Some of Moussaoui's problems stem from the fact that he was bumped out of a larger prison cell recently to make room for another notorious prisoner, accused American Talib John Walker Lindh. That cell had the space for a computer, files and documents that lawyers said Moussaoui needs to participate in his defense.

The lawyers also contend that their client is being harassed by his captors.

Moussaoui is being held in solitary confinement, in a small cell with a steel toilet, steel sink and raised concrete platform for sleeping, "with little room for anything else," the court brief said.
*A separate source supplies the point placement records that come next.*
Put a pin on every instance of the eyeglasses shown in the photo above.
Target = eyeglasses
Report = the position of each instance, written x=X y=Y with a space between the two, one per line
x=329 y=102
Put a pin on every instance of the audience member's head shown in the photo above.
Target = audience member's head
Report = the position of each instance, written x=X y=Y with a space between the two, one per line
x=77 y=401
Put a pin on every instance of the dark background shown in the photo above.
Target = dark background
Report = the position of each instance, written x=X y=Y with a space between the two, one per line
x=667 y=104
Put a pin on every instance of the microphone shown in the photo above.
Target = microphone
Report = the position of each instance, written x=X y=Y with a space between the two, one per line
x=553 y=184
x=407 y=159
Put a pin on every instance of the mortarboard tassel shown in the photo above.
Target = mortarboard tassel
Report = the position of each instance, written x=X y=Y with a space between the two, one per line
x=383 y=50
"A bright fluorescent light shines on him 24 hours a day so that he can be constantly observed via a video camera at a monitor watched by guards," it said. In addition, "guards routinely wake him up throughout the night by opening a steel partition to look directly into the cell."

But the lawyers said they were more concerned with the ramifications that such harsh treatment could have on the outcome of his case. The restrictions and oversight mean that on occasion, the only way they can talk to their client is through the food slot in the door to his cell, they said.

And though he has the right to talk confidentially with his lawyers to discuss legal strategy, guards hover so close that they can hear every word, his lawyers contend. Moussaoui's guards also "routinely search through materials given to him by his counsel," including those clearly marked "attorney/client privileged," even when he objects, the court papers said.

Despite Moussaoui's protests, one jail official even insisted on reading an early draft of the motion filed Friday challenging his conditions in prison.

"How can you have attorney-client privilege when every time he takes notes on what we discuss with him, they read the notes?" Dunham asked. "The conditions here are worse than those provided military captives at Guantanamo Bay" in Cuba.